Stats chief: ‘End the practice of pre-release of official statistics’

The release of official statistics to ministers, special advisers and civil servants before their official publication is largely unnecessary and causes the public to mistrust the figures, Andrew Dilnot, the new head of the UK Statistics Authority, has told Civil Service World.


Nick Ansell/PA Wire/Press Association Images

By Joshua.Chambers

12 Apr 2012

Speaking in an interview with CSW, Dilnot said of pre-release that “I just think we should stop it”, because otherwise “there will continue to be accusations that other announcements are made because somebody has seen sight of something that’s going to be embarrassing.”

“In a climate where we want to enhance the sense of public trust in statistics, that retention of control over who gets to see them early is inimical to that sense of public trust,” he added, suggesting that government should not get to decide who sees statistics early and that everyone should see them at the same time.

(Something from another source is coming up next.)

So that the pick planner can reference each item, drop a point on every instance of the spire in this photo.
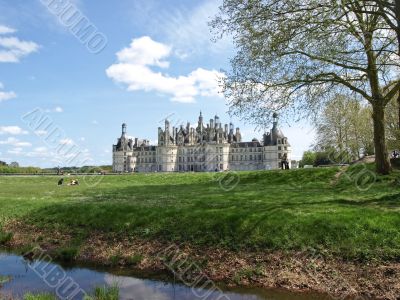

He also said that “quite regularly with pre-release access, mistakes get made, so several times in the last year we’ve had data that was supposed to be made to a very limited number of people actually made available to a large number of people.”

However, Dilnot conceded that “on occasion, there could be an argument that reasonable people could find persuasive that there might be something that was likely to cause such significant disquiet or change an announcement, that it was important that the government should be pre-alerted so that they could act” – for example, “something that was likely to have a massive impact on the markets.”

See the full interview.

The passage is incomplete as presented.